Non scrivere di me è una storia che parla di violenza, di traumi e di donne che amano troppo, davvero difficile da raccontare, ma Veronica Raimo ha saputo trovare il modo più diretto e magnetico che si potesse scegliere. 

Quest’autrice, che già avevo apprezzato in Niente di vero, sa usare le parole come lame affilate e braccia avvolgenti. 

Le piace farti entrare nella storia facendoti pensare che tutto si svolgerà in maniera lineare, e poi invece quando ci sei dentro ti risucchia in un vortice di parole dure e scene complesse. Da quel momento non hai più scampo: devi rimanere fino alla fine.

La trama di Non scrivere di me

Dennis May è morto. 

Da questa notizia, per molti insignificante, inizia il racconto della protagonista, S., che di questo amore tossico ne ha fatto un motivo per non vivere.

S. dopo la morte dell’uomo che ha amato, aspettato e idealizzato per anni rielabora ciò che le è davvero successo, ossia l’aver subito uno stupro

Lei fa la cameriera, anche se avrebbe potuto laurearsi. Di lui le rimangono i suoi messaggi e una locandina autografata di Lark, il film che lo aveva trasformato in un attore e regista di culto.
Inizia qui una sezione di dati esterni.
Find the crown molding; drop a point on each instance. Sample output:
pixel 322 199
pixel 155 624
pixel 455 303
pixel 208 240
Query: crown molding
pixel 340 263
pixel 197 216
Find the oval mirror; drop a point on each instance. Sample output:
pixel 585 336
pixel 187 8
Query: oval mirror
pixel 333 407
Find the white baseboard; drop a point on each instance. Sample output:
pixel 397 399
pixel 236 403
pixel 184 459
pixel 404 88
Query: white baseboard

L’ultima volta che lo ha visto dal vivo erano in una stanza d’albergo e lei aveva addosso dei jeans scuri e una maglia color smeraldo che conserva ancora.  
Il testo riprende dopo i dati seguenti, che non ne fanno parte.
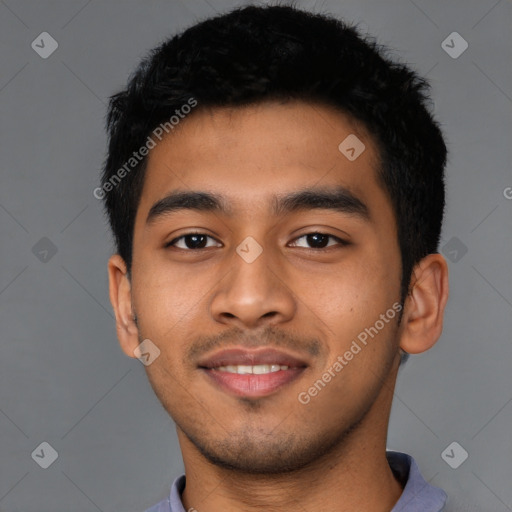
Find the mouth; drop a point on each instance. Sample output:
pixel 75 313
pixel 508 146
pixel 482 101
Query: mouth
pixel 250 373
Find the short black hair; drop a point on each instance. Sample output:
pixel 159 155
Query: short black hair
pixel 279 52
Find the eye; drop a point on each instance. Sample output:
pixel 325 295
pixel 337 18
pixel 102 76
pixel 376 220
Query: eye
pixel 191 241
pixel 318 240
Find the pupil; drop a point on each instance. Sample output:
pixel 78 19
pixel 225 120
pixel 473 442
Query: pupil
pixel 318 239
pixel 194 243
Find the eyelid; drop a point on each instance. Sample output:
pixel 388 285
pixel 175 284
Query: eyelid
pixel 313 232
pixel 338 239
Da quel giorno non scrive più poesie e la sua vita è stato un continuo autosabotarsi e creare legami inesistenti. 

Un pensiero semplicissimo: sono innamorata

S. sta con Jonata ma per tutto il tempo pensa a Dennis, la loro è una storia che lei vive di nascosto da tutti, si incontrano in hotel di lusso. Fino all’ultima volta quando lui la fa aspettare, forse c’è un’altra donna lì dentro prima di lei.
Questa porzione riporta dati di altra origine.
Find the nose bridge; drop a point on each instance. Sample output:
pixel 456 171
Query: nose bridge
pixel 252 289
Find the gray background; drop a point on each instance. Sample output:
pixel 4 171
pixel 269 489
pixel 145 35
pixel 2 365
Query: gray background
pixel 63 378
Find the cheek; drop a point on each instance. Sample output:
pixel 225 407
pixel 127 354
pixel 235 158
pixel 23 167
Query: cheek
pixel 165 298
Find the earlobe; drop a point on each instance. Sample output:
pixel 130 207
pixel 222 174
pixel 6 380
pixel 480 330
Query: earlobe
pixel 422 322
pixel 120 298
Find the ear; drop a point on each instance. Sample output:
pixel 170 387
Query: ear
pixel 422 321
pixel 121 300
Nei dieci anni successivi alla violenza subita il fantasma di quell’uomo rimane ancora nella sua vita, la condiziona, la deforma; in tutto quello che fa c’è sempre il pensiero di lui ossessionante, opprimente. E’ come se la sua vita fosse priva di senso senza questo “amore”, tutto si svolge nella sua testa e anche se lui la cerca poco o niente lei continua a dialogare con lui, cercarlo e aspettarlo.

Le sue relazioni, le amicizie, i rapporti con la famiglia tutto diviene scarno, nessuno sa di lui. Vorrebbe solo parlargli capire il perché, per trovare giustizia, l’unica che desidera. Ma questo dialogo è impossibile. La solitudine le resta addosso.

Solo dopo la sua morte S. smette di aspettare e finalmente trova il coraggio di raccontare e di aprirsi alla possibilità di un nuovo futuro.

Non scrivere di me

Non scrivere di me” le intima Dennis Mey l’ultima volta che lei lo vede, ma raccontare diventa l’unico modo per ritrovare il senso di ciò che le è accaduto, non solo per se stessa.

Qual è la lingua per parlare della violenza? Veronica Raimo l’ha trovata: sono parole crude prive di ogni sentimento ma che raccontano con precisione chirurgica ciò che è avvenuto nella mente di S. e non solo.

Questa storia martellante con una protagonista cinica e scostante può non essere per tutti, ma l’intensità di scrittura di questa autrice merita davvero. Quindi consiglio senza dubbio la lettura di questo piccolo capolavoro.